No one tool can do all the heavy lifting for your fundraising program. Here are some of the myths that I’m seeing:

  1. Email is free

    Email is not free. Crafting fundraising emails that build relationships and raise funds take time. Time to write. Time to edit. Time to test. This time costs the nonprofit money. Sure, you don’t see a bill for printing or postage, but the expense is still there.

    After it’s sent, there’s time to monitor too. To make sure unsubscribes are being honored. To make sure too many people aren’t reporting your email as spam.

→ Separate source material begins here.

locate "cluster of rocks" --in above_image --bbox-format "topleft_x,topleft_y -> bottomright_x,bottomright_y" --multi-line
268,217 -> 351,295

    And beyond time, people responsible should be investing in books and webinars to keep up with what others are doing. Often for-profit companies are on the cutting edge, which is terrific! We can often learn from their mistakes without having to make them ourselves!

  2. Everyone has email

    They don’t. Some of your supporters, or would-be supporters, don’t have an email address.

    Of those who do have email, not everyone is reading their email. I’ve anecdotally heard of people only having an email to sign up for social media sites. They prefer communicating by Facebook messages instead of email. So if you’re sending them email, they’re not seeing it.

    In addition, email programs like Gmail automatically segment many nonprofit email appeals into a “promotions” tab, potentially making it less likely to be noticed. Add to that the fact that email delivery can be hampered by server issues and spam filters and you have an even bigger problem. Perhaps it’s no surprise that while online giving continues to increase, email response rates are decreasing.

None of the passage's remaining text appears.